Monday, June 21, 2010

Reflections on Adult Learning



Merriam, Caffarella and Baumgartner (2007) state that both self-directed learning (SDL) and andragogy "are grounded in humanistic theories." (p. 283-284). The assumptions of andragogy do form part of my reflective learning about my experiences as an adult learner and as a practitioner of workplace learning and development. The very fact that so many adult educators utilize andragogical principals in their practice of adult education, reinforces their relevance as a tool for creating the appropriate learning environment. Setting aside arguments as to their comprehensiveness, accuracy or validity, it remains important that a significant number of educators utilize andragogy to inform their practice. If these educators are doing so, there has to be a wide-based recognition of their utility or they would have fallen out of practice.

The outcome of learning, according to Maslow's hierarchy, is self-actualization. One of the alternatives proposed by Maslow was reported to be "the grappling with the critical existential problems of life." This was very insightful to me because Dr. Cornell West of Princeton University has taught on this very point, stating that to be truly human, individuals must focus on the significant and fundamental questions of what it means to be human. Dr. West uses the word paideia to characterize the learning of what it means to be human. According to Wikipedia, the ancient Greek word paideia means instruction or learning related to an individual's realization of their true form, an understanding of what is meant to be genuinely human. This type of education seems to be totally within the humanistic framework, as one of Rogers' characteristics of learning is "essence is meaning" (Merriam, Caffarella and Baumgartner, 2007, p. 283).

Far from being amorphous, these humanistic learning principles have deep social and political implications. They have fundamentally contributed to the formal institutions of adult learning. The andragogical notion of increasing self-directedness in learning is completely supported in practice. The two most clear examples of which are, in my opinion, the traditional apprenticeship model of instruction (where the apprentice begins with very directed supervision of work by the master, through a journeyman stage with less directedness and greater discretionary learning, through the eventual establishment of self-directed practice at the master level). The second example that I can come up with is American formal educational instruction (where the students at the primary level experience a very directed form of learning, which becomes somewhat less directed in secondary and post-secondary education and culminates in the more or less self-directed activities of the Ph.D. candidate). It was explained to me somewhere along the line in my academic career that the Ph.D. is the terminal degree as by the point at which a learner earns a Ph.D., he or she is capable of independently using the same learning process in which they mastered that subject to any other subject they choose to learn.

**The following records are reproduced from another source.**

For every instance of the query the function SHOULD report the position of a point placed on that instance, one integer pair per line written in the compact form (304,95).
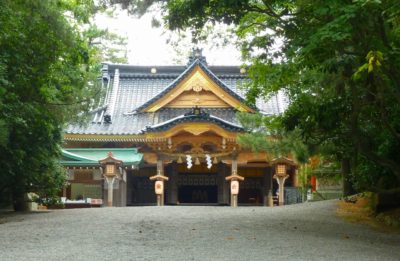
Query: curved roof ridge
(191,117)
(181,77)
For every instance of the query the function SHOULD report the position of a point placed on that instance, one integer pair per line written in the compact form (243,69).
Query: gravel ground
(309,231)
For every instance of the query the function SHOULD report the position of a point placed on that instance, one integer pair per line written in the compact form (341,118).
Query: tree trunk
(346,174)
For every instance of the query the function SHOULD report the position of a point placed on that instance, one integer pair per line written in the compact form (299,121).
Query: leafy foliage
(45,68)
(338,61)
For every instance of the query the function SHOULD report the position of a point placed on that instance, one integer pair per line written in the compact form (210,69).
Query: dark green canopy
(91,156)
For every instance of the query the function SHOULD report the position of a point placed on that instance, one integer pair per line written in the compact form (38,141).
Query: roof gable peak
(197,85)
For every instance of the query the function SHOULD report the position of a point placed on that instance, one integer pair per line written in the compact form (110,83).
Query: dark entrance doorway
(197,188)
(251,191)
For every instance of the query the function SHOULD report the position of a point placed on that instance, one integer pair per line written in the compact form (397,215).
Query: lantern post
(159,187)
(110,174)
(281,176)
(234,179)
(159,179)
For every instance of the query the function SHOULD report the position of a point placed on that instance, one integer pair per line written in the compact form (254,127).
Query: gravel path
(309,231)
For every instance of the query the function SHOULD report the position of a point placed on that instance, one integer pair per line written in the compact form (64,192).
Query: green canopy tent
(90,157)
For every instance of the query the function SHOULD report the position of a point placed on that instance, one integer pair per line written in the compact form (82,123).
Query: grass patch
(360,209)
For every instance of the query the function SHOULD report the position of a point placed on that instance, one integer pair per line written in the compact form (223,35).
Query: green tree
(338,61)
(44,71)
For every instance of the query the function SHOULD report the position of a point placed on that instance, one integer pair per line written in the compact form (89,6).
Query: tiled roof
(191,116)
(130,88)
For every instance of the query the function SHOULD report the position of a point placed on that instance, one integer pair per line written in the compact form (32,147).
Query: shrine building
(168,135)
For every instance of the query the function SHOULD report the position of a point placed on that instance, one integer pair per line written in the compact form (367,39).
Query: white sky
(147,45)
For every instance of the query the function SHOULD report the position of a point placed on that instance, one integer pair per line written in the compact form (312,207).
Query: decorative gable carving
(202,98)
(198,89)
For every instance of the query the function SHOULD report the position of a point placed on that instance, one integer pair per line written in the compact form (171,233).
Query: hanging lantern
(234,187)
(159,187)
(281,169)
(197,161)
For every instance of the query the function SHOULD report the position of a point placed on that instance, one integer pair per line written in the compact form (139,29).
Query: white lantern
(109,169)
(159,187)
(281,169)
(234,187)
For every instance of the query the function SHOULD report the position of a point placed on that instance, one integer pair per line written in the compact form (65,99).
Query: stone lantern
(281,166)
(234,179)
(159,187)
(110,173)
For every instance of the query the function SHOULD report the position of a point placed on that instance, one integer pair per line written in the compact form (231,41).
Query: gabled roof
(193,117)
(131,87)
(197,63)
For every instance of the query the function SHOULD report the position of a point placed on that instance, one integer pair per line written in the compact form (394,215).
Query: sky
(147,45)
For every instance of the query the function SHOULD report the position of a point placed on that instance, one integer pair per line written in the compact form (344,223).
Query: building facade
(176,127)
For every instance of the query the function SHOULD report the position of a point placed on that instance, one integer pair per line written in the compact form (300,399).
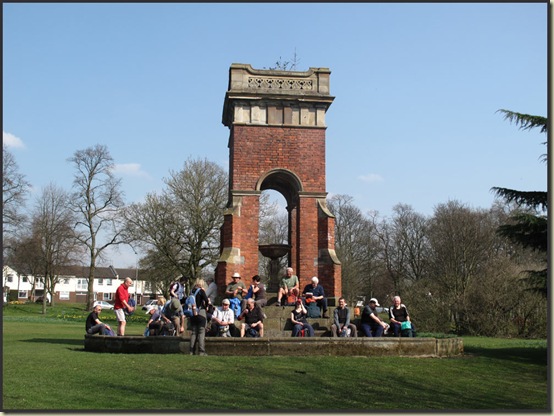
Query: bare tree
(97,199)
(183,223)
(353,245)
(53,226)
(14,192)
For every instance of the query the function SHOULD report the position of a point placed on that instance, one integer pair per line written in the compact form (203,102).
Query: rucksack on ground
(313,310)
(190,301)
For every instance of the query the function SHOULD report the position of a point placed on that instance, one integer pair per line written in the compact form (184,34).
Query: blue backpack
(190,301)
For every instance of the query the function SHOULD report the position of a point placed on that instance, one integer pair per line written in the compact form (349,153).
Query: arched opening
(279,191)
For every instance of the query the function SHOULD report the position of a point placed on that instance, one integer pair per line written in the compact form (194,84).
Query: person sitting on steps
(315,291)
(298,319)
(341,321)
(253,318)
(289,285)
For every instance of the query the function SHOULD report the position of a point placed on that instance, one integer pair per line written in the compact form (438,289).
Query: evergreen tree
(528,227)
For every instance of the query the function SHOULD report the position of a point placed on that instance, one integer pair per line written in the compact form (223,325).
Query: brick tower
(277,141)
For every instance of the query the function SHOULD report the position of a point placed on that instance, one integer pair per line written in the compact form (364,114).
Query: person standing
(398,313)
(211,291)
(199,318)
(371,324)
(234,292)
(93,324)
(253,318)
(289,285)
(122,303)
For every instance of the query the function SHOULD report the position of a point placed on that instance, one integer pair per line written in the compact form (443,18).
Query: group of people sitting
(245,305)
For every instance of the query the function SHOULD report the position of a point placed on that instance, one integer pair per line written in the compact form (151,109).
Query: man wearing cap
(314,292)
(223,320)
(371,324)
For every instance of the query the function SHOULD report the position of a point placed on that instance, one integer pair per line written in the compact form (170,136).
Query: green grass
(46,368)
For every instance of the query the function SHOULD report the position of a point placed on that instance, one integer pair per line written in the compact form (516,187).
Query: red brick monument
(277,141)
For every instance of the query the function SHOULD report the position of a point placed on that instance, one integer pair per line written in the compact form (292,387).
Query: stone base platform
(283,346)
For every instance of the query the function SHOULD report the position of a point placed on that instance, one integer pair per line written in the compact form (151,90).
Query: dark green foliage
(528,229)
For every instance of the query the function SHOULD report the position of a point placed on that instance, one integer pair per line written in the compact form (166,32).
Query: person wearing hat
(234,292)
(371,324)
(223,320)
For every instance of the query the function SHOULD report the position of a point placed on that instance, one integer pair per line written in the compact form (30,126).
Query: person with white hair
(315,292)
(289,286)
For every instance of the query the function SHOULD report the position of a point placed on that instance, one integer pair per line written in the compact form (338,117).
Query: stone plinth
(282,346)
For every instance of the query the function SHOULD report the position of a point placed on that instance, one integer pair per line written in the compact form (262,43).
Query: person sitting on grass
(298,318)
(94,325)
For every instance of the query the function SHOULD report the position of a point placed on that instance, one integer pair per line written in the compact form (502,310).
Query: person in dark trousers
(198,319)
(93,324)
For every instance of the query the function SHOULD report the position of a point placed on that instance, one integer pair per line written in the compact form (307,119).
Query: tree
(462,244)
(14,191)
(52,226)
(97,199)
(353,244)
(528,226)
(182,224)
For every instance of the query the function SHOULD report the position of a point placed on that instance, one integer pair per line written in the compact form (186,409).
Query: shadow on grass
(56,341)
(537,356)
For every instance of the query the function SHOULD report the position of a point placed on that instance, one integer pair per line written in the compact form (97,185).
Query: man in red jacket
(122,302)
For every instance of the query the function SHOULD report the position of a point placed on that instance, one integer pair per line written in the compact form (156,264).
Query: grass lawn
(46,368)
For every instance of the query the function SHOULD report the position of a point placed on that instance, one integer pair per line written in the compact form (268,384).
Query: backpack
(252,333)
(189,303)
(313,310)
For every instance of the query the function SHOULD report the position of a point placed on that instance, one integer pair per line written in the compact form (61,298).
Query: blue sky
(417,90)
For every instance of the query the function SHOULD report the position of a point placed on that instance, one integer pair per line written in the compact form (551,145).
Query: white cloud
(9,140)
(371,178)
(129,169)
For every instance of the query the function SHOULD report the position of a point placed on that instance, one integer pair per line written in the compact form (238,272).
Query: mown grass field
(46,368)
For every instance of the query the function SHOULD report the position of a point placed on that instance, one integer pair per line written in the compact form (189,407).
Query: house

Both examples are pretty strong indications that our wider educational and social arena have embraced the notion of self-directed learning.

Because humanistic learning is experiential, or rather derivative from our reflection upon and assignment of significance to experience, I also want to relate another example from my experience that is nearly as old as the apprenticeship model that comes from my personal experience in monastic education. In the Rule of St. Benedict, there is an early passage that speaks to the types of monks. In this section, Benedict acknowledges that some monks, after years of monastic practice, may advance to the state of becoming an anchorite or hermit because "they have already learned" and "can cope single-handedly." This is a Western monastic understanding of the progression of learning, however, the self-same thing is recognized in the Eastern monastic understanding (Christian and non-Christian) where each monk selects a master under which he/she learns the way of life and achieves the goal to which his/her life is ordered, whether that is salvation, enlightenment or in our humanistic learning theory language, self-actualization. Thereupon arriving, the monk/nun becomes a master in their own right and begins to accept students themselves.